Advanced “medium-sized” data skills

Although I’ve been doing an absolute shit job updating and have lost countless amazing insights by ignoring my little blog, I’m going to immediately jump back into a rant and not bother summarizing the last 5 months. Okay maybe at the end.

Tho I will say this, I do believe I am over the learning curve at this point. I’ve learned how to decode stack overflow answers and am mostly google-sufficient. This is a very comfortable place to be in. Feels like I’m *actually* learning relevant things and moving in an *actual* direction instead of stumbling blindly from shitty half-baked advice to overly-granular explanations of irrelevant nuances.

Today I want to cautiously mention big data. Very cautiously. I will approach this subject with the same judgement-free complaining that I give all subjects here.

So, about 3 months ago, my brain started becoming uncomfortable with the inconsistencies in the way people were talking about databases. So I started a document of every word I didn’t think had a clear definition and took it to one of our analytics guys and said “explain these things.

For fun, here’s the list:

Airpal vs. Sql Pro – Are these interfaces? Why different ones?

Presto: def= “a cutting edge technology that facebook has been using at scale for the last year” <– wtf does that mean?

Production vs.
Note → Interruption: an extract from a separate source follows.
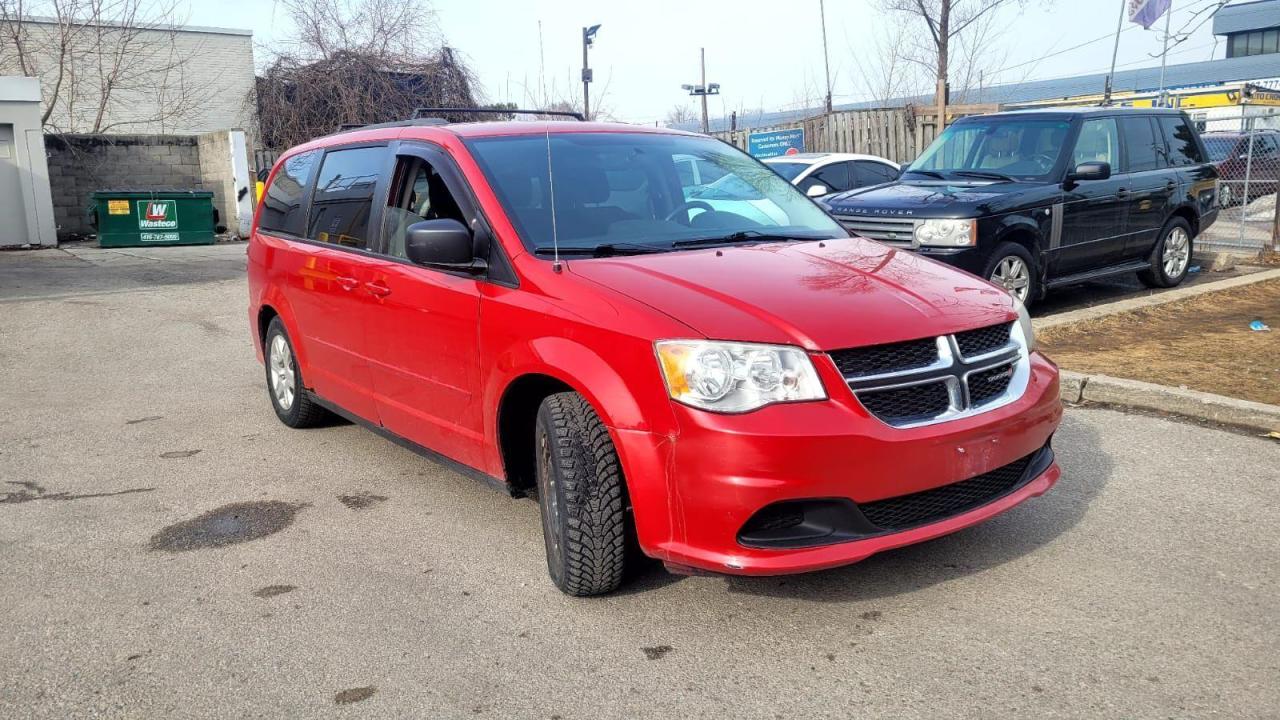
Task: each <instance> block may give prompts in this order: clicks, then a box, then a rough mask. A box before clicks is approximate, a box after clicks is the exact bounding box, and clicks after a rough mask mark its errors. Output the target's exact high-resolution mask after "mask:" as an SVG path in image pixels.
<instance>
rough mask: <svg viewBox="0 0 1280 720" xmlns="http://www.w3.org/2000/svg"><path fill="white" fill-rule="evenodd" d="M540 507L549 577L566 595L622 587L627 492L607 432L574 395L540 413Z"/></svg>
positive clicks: (550, 406)
mask: <svg viewBox="0 0 1280 720" xmlns="http://www.w3.org/2000/svg"><path fill="white" fill-rule="evenodd" d="M535 433H536V437H535V438H534V448H535V451H536V454H538V456H536V460H538V502H539V506H540V507H541V516H543V539H544V542H545V546H547V570H548V571H549V573H550V577H552V582H554V583H556V587H558V588H559V589H561V591H562V592H564V593H566V594H572V596H580V597H582V596H591V594H602V593H607V592H612V591H614V589H617V588H618V585H621V584H622V574H623V569H625V565H626V487H625V482H623V479H622V468H621V465H620V462H618V454H617V451H616V450H614V447H613V441H612V439H611V438H609V430H608V428H605V427H604V423H602V421H600V418H599V415H596V414H595V410H593V409H591V406H590V404H588V402H586V400H585V398H584V397H582V396H581V395H577V393H576V392H561V393H557V395H552V396H549V397H548V398H547V400H544V401H543V404H541V407H539V410H538V424H536V429H535Z"/></svg>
Slave- which dbs have slaves and which don’t? How do slaves actually work?

Mysql-what is this actually? A language? a database? A server?


Things I’ve heard people say about Hive:

“The data lives in Hive”

“Hive is an interface”

“Hive is a platform”

“Hive is a database warehouse facility”

“Hive sits on top of Hadoop”

“Hive *acts* like a database”

map-reduce- a framework that hive and hadoop are based off?


Hadoop = manages the data

data itself sits on the servers disks as files

Hive – acts like a database


so you get the point. the problem was, with everyone i talked to, engineers, analysts, the list got longer and longer as they used more buzz words to explain already confusing things. One of my major pet peeves with both engineering and accounting is how the same innocuous words are used to describe vastly different and actually very simple things. I’ve made it a rule that in my meetings no one is allowed to use the words “reconcile,” “system,” “account,” “sits” or “data element.”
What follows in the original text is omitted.